The primary advantages of operating as a corporation are liability protection and potential tax savings. Like any important decision, choosing whether to incorporate involves weighing the pros and cons, and should only be done after careful research and consultation with a legal or tax professional.
Once incorporated, the business assets of the corporation are separated from the owner’s personal finances. As a result, the owner’s personal assets generally can be shielded from creditors of the business.
To maintain this legal separation (and avoid “piercing the corporate veil”), the corporation must observe certain formalities, including:
- Keeping corporate assets and personal assets separate (no commingling of funds)
- Holding shareholder and director meetings at least annually
- Maintaining a corporate record book including bylaws, minutes of shareholder and director meetings, and shareholder records
- Filing annual information statements with the Secretary of State
- Filing a separate tax return for the corporation
Many people are concerned about “double taxation” of income, but you should do your own research, and compare the features of the C-corporation and S-corporation. The double taxation results when a C-corporation has profit at the end of the year, and that profit is then distributed to the shareholders. That profit is taxed to the corporation, at the corporate tax rate, and then the dividends are taxable income to the shareholders on their personal tax returns. However, the corporate tax rate is typically much lower than the individual tax rate that a sole-proprietor will pay on a 1040 Schedule C, and a competent accountant can help the corporation minimize double-taxation (or eliminate it completely).
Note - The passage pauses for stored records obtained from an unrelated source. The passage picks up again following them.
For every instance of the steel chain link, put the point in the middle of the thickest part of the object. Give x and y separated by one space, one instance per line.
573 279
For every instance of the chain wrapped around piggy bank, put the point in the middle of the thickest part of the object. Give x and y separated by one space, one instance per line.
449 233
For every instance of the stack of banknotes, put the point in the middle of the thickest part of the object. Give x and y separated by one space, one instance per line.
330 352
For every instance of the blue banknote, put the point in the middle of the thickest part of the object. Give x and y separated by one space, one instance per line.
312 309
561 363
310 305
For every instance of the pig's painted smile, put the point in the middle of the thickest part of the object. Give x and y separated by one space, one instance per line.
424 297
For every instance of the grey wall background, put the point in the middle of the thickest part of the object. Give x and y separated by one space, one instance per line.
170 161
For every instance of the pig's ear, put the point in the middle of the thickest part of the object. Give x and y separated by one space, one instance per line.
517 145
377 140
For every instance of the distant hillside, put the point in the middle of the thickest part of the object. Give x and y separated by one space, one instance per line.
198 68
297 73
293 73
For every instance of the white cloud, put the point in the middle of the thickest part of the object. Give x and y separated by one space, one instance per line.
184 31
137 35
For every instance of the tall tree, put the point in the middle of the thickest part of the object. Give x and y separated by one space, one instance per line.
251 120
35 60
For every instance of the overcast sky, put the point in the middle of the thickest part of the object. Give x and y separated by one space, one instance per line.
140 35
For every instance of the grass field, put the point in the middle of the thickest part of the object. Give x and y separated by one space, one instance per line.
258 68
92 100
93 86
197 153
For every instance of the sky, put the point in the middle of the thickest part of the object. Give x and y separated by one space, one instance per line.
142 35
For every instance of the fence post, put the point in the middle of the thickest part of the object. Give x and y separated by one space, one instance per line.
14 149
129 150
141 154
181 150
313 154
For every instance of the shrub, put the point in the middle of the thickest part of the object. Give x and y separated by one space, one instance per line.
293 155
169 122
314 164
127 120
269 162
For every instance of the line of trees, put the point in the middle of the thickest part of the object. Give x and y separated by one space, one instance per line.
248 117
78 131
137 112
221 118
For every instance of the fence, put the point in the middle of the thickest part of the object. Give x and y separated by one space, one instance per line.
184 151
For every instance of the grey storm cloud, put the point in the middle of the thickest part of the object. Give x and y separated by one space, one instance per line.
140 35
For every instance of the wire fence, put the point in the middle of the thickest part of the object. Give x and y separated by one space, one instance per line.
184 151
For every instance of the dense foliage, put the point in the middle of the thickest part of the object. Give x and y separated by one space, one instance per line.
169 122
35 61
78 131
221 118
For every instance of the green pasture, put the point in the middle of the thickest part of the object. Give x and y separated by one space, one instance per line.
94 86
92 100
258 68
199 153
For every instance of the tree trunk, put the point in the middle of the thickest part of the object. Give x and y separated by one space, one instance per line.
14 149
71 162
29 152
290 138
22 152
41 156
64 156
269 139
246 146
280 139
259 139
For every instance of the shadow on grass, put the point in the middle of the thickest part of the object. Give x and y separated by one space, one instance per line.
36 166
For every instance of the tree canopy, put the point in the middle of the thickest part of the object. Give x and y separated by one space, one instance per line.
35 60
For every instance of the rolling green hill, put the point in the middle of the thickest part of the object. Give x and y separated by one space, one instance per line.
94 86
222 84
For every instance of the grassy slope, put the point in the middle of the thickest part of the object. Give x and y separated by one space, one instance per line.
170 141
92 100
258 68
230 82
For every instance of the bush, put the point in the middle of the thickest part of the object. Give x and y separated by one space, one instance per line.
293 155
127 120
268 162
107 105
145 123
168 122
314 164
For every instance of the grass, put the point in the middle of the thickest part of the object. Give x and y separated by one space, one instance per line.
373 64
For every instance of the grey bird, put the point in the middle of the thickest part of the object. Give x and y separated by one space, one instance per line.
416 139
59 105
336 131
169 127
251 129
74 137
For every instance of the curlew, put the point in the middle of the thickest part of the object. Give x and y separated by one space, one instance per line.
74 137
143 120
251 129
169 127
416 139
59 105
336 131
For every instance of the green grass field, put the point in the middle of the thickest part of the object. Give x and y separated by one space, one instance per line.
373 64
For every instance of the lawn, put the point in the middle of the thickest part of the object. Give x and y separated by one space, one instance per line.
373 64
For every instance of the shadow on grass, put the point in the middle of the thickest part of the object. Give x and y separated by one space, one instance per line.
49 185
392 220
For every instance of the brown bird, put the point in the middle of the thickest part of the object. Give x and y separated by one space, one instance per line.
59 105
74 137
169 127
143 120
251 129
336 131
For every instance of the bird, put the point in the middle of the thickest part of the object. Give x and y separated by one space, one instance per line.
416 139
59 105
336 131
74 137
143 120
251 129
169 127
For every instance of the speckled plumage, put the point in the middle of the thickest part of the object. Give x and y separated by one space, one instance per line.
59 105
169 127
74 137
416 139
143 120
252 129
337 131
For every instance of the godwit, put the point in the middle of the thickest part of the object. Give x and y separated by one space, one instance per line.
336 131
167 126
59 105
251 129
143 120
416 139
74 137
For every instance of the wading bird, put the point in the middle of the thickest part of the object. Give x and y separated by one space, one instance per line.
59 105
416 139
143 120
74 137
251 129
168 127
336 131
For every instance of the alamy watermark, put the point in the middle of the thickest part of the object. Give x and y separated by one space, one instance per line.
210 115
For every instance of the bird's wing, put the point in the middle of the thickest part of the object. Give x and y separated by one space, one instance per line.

For example, a small C-corporation will likely have a shareholder who is also an employee. Paychecks to the shareholder/employee are, of course, tax deductible to the business. To the shareholder/employee, they are taxable income (as would be the case with a paycheck from any employer). A bonus could be paid to the shareholder/employee in order to lower the corporation’s taxable profit, eliminating the double-taxation. These calculations should be performed by your accountant or tax advisor, but shifting income from the corporation to the shareholder/employee (or vice versa, depending on which has the lower tax rate) can be a great way to lower your overall tax liability. In addition, there are certain advantages that are only available with a C-Corporation, such as full tax-deductibility of medical benefits for a shareholder/employee.
The S-Corporation avoids the double-taxation by offering a tax structure similar to the Limited Liability Company (LLC, which is not an option for businesses that are required to hold a license, certification or registration). A corporation with 100 or fewer shareholders can elect to be treated as an S-Corporation. If the corporation is profitable, the shareholder/employee must draw a reasonable salary (and pay employment tax on it), but then all remaining corporate profits flow through to the shareholder’s personal tax return (thereby avoiding the FICA tax on the portion of profits that is taken as a dividend).
Before deciding to incorporate, you should seek legal and tax advice on what type of ownership best suits your business. An experienced attorney and tax advisor can help you decide which form of ownership is best for your business. For the do-it-yourselfers, we highly recommend “Own Your Own Corporation” by Garrett Sutton, Esq. (part of the Rich Dad series).